There were no photographs of his father. Stuart Sharp had been a brutal man given to harsh words, black moods, and, when his son displeased him, a quick swing of the hand. The latter hadn’t happened often, if only because Dan learned early to stay out of his way, but on at least one occasion the drunken Stuart had slammed his son into a doorframe, giving Dan a lasting scar on his temple, a lightning bolt that was a permanent reminder of his father. Dan didn’t need photos for that.
In truth, he felt he’d long since made peace with his father’s memory, coming to understand him as a frustrated and bitter man constrained by a lifetime of crushing labour in the mines, with few joys outside. He’d had little to give to others once his wife died and left him to raise a son who felt more fear for his father than any other emotion he could readily name.
It had been a hard life in a city of rock. Sudbury: the nickel capital of the world. A rough place for rough people. Dan remembered a classmate, Pelka, whose father had drunk battery acid in a failed attempt to kill himself, and a shy, fatherless boy named Rex whom Dan had claimed hopefully as his best friend for a single semester before Rex and his itinerant mother moved on again for parts unknown. Another girl, Shirley, always had a boy’s haircut and wore blue jeans. She came to school looking alternately frightened and angry. No one spoke about these things. Dan had made the best of things while he lived there, knowing nothing else, then put it behind him when he moved away and somehow, inexplicably, wound up a father in the largest city in the country at age twenty-four. Over time, parenthood had proved the dividing line between the largely deserted shores of his past and the well-populated shores of his present.
An additional marker was reached when Kedrick left for university, a day Dan had long known was coming but still felt strangely unprepared for when it arrived. Ked’s upcoming graduation would be the first time they’d seen each other in more than six months. And soon Dan himself would be facing yet another landmark: marriage to Nick. He hoped it suited them both.
From upstairs came the sound of heartily shouted song lyrics under the shower’s stream. It was like having a teenager in the house again, Dan thought. After nearly two years, the ups had well outnumbered the downs of their relationship. Even their sex life had turned numerous corners, and it was still alive and well.
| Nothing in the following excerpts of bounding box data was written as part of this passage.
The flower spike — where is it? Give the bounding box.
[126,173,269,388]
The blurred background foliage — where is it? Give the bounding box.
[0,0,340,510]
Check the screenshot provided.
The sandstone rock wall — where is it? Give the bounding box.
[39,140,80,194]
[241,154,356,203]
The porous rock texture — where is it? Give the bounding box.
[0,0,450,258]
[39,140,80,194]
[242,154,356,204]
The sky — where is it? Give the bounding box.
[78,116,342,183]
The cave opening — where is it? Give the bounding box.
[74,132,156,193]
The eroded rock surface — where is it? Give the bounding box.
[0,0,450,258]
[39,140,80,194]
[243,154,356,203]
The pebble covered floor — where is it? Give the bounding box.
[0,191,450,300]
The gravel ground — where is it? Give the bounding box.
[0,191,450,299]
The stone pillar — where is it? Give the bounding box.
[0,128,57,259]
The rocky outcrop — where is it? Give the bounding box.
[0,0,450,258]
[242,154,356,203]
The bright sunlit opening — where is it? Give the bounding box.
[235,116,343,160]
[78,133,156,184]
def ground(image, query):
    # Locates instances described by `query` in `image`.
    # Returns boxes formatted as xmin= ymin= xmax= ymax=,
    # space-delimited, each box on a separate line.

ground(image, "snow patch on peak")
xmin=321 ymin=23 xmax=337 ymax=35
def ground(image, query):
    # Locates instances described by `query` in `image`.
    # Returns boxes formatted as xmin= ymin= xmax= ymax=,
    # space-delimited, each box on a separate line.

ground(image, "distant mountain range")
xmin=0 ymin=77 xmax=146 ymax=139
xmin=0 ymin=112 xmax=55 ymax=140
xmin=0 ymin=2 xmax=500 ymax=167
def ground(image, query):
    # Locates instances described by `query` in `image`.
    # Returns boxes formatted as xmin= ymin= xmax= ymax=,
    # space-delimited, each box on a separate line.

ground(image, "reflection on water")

A good sign for two men verging on middle age.
They slept together when Nick wasn’t on the late shift and ate meals together when he was. Now all Dan had to do was make sure he didn’t get fat and lazy. Nights spent in front of the fire with Nick seemed filled with all the bliss in the world. All that he needed, anyway.
Weekends, Dan felt no desire to stray from the idylls of his backyard, lounging beside the moss-covered wall beneath the locust tree and imagining the long-vanished snapping of goldfish foraging for food in the empty pond. Was there anything better?
The thump-thump-thump of footsteps announced Nick’s arrival as he came downstairs wrapped in a towel, sleek and glistening from the shower and suitably hirsute. Without a regular trim, his chest would sport a full-frontal rug. He kissed Dan on the top of his head, then disappeared into the kitchen, humming to himself before returning with a tray of drinks like an exceptionally polished waiter, minus the tux.
“Lounging again, your majesty? May I offer you a cranberry cordial?”
Dan took up a glass, admiring Nick’s torso. It made life easy when your partner had a certain physical appeal, but Dan was sure he’d still be in love with this man when he was eighty, should they both live so long.
“I could do with an appetizer,” he said with a wink. “Something hot and spicy.”
“All in good time, sire,” Nick said. “Supper’s in ten minutes. Let’s not ruin your appetite.”
With a quick bow he ran back upstairs to dress, leaving Dan to ponder his luck at having snagged the perfect partner. Nick had come to Canada from Macedonia as a teenager. In his twenties he’d picked up a wife briefly before deciding it wasn’t a life he was suited to. Before they could fight over the much-loved son their union had produced, the child died, precipitating a decade of alcoholic abuse on Nick’s part.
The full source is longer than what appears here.